While she enjoyed accompanying her mother to the Knesset, and helped in her election campaign, she has no political ambitions for herself, and says that it takes too much out of a person. She also suffered, as did other members of her family, especially her seven-year-old brother, when people who were opposed to her mother demonstrated outside their home and even threw a hand grenade into the garden.

■ DREAME, the founder of the Big Dream, the UK Embassy in Israel, the Embassy of Nepal, the Ramon Foundation, the Peres Center for Peace and Innovation, ZAZ10TS, the EMIS school and the Malchut Production House and Creative Agency last week joined forces to celebrate International Peace Day at a trilingual event – English, Hebrew and Arabic – at which views were shared in discussions, meditation, music and art. The event took place at the Peres Center in Jaffa where participants of different ethnic, national and religious backgrounds expressed their thoughts about a sustainable regional peace, which was the common dream, of adults and youth.

The event initiated by Sharonna Karni Cohen, cofounder of Big Dream, and Lotte Beilin, cofounder of Malchut Productions was held in a large sukkah built from recycled materials. The sukkah was decorated with numerous works of art reflecting individual, community and national dreams.

On February 2, this collective artwork will be projected at locations such as ZAZ10TS Gallery in Times Square, New York, the Peres Center, the Old Royal Naval College in London; and as a result of collaboration with the Ramon Foundation, on the International Space Station as part of the “Sky” mission in which Israeli astronaut Eytan Stibbe is participating.
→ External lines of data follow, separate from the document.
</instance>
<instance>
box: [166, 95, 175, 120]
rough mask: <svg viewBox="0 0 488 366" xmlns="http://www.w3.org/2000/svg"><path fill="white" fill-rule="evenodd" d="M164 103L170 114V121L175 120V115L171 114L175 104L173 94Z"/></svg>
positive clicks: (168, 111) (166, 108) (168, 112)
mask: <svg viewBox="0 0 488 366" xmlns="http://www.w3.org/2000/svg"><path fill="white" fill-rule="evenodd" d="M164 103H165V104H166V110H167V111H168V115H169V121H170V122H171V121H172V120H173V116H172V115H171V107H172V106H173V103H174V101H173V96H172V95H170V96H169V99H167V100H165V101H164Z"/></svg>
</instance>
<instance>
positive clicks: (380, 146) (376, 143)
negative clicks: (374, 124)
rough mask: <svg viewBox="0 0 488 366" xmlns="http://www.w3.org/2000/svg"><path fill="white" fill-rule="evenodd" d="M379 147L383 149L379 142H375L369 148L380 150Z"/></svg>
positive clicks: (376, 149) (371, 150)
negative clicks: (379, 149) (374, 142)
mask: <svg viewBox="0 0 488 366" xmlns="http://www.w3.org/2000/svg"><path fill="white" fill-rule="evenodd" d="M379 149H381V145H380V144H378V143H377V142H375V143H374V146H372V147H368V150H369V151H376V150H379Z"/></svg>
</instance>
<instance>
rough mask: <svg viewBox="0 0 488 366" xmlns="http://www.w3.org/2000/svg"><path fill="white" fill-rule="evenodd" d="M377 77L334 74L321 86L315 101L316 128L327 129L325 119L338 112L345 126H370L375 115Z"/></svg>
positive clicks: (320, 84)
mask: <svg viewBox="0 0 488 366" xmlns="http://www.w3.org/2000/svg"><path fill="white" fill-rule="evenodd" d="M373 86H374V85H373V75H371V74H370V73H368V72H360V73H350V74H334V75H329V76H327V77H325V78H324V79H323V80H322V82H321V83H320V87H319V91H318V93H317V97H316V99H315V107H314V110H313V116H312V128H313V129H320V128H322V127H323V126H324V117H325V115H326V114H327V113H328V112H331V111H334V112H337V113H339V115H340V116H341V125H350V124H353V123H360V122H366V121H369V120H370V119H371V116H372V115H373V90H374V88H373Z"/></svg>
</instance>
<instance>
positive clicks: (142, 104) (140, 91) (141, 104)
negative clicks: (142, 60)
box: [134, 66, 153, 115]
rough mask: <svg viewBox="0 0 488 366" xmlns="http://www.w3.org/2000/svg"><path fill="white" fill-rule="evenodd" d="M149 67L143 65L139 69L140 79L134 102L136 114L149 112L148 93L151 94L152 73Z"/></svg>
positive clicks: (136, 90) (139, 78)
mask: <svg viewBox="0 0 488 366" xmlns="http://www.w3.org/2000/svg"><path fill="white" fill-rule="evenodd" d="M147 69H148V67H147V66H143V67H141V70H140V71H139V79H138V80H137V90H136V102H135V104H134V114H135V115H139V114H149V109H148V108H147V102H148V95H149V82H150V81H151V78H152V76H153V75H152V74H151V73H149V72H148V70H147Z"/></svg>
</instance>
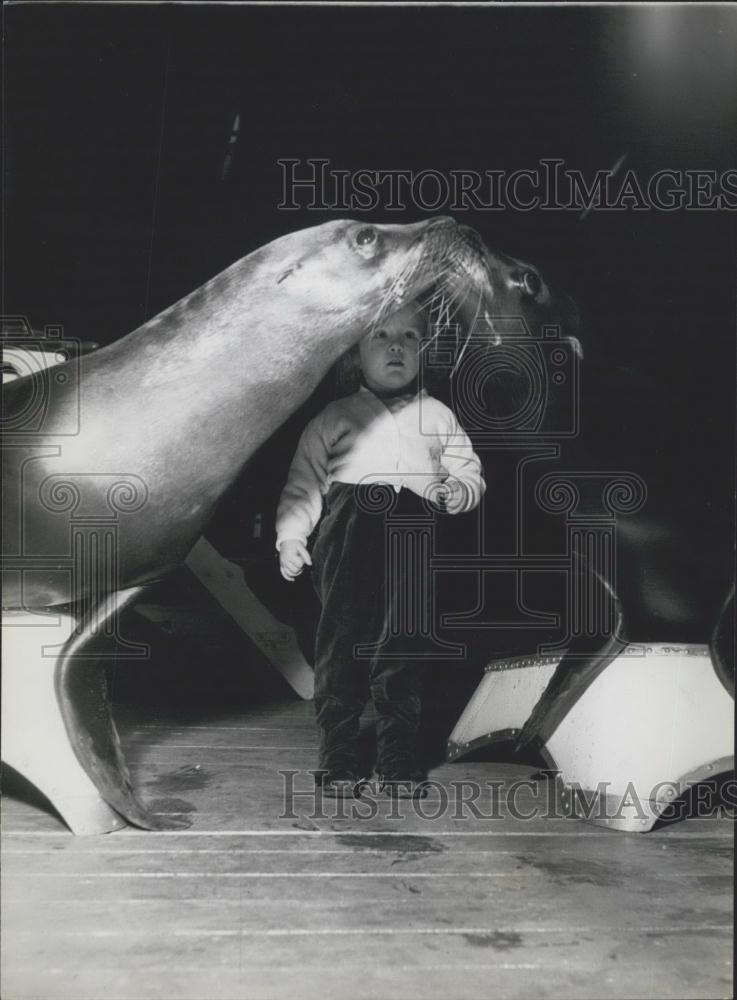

Peres Center Director-General Efrat Duvdevani said “Peres used to tell the younger generation to dare, to imagine, to think outside the box and always dream big. Shimon Peres and Ilan Ramon shared a common dream to dare and break the boundaries of the Earth... They inspired us to be optimistic, to dream big, and see innovation as a tool for a better world. It is an honor for us to take part in this unique project.”